Eating Vegetarian In New Orleans Is Not Obvious
The number of vegetarians increases every day. New Orleans is a better town for eaters of that persuasion than it once was, but one fact remains true: few restaurants have that diet as a main theme, and they are not often ambitious in their cooking. Not enough that the presence of a vegetarian in your midst should force you to go there.
A better strategy is to dine in a mainstream restaurant whose kitchen buys good fresh local greengroceries and knows how to cook. That includes most of the better restaurants hereabouts. The restaurants to avoid are the chains (whose recipes are locked, and sometimes completely prepared in advance), the older restaurants with long-established menus they're reluctant to change, and some neighborhood restaurants (they don't have the staff or the space to improvise dishes).

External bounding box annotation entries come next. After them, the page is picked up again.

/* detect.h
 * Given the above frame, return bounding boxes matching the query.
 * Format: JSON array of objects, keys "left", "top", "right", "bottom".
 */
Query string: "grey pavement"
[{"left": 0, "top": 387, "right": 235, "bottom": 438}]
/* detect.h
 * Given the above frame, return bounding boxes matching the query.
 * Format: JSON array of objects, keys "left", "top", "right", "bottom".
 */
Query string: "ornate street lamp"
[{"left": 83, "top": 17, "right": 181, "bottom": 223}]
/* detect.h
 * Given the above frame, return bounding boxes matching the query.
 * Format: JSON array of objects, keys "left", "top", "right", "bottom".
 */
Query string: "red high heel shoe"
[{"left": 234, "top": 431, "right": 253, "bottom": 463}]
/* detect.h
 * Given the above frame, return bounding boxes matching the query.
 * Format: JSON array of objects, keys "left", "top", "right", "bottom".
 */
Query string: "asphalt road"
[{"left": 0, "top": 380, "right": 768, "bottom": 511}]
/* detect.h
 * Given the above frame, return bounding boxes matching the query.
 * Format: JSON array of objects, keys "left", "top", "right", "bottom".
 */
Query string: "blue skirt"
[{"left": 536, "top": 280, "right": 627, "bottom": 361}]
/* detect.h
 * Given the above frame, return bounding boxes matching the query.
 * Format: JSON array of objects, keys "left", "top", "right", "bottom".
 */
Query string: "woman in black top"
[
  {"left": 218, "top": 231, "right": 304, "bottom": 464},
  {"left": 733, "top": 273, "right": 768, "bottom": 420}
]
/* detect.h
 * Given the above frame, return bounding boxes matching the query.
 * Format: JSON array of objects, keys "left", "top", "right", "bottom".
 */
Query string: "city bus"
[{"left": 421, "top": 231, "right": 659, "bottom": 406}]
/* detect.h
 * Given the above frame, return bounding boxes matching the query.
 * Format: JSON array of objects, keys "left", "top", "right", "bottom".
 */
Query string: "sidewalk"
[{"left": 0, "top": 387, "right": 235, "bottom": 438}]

But in most white-tablecloth restaurants, ordering vegetarian is a matter of shopping the menu for ingredients. If you ask such a place to make a risotto with the mushrooms from the pork tenderloin dish, the asparagus from the veal Oscar, and the romano cheese flakes from the grilled oysters, you will find them not only willing but adept. More restaurants have excellent vegetarian dishes actually on the menu, but I still think it's a better idea to ask them to make something specific. But the vegetarian should come up with his or her own ideas, based on the menu.
Finally, Asian restaurants are good sources of vegetarian meals. All vegetarians know this. The great increase in the number of local Thai restaurants has been especially helpful, since so many Thai dishes can be made vegetarian without even a small loss of culinary interest.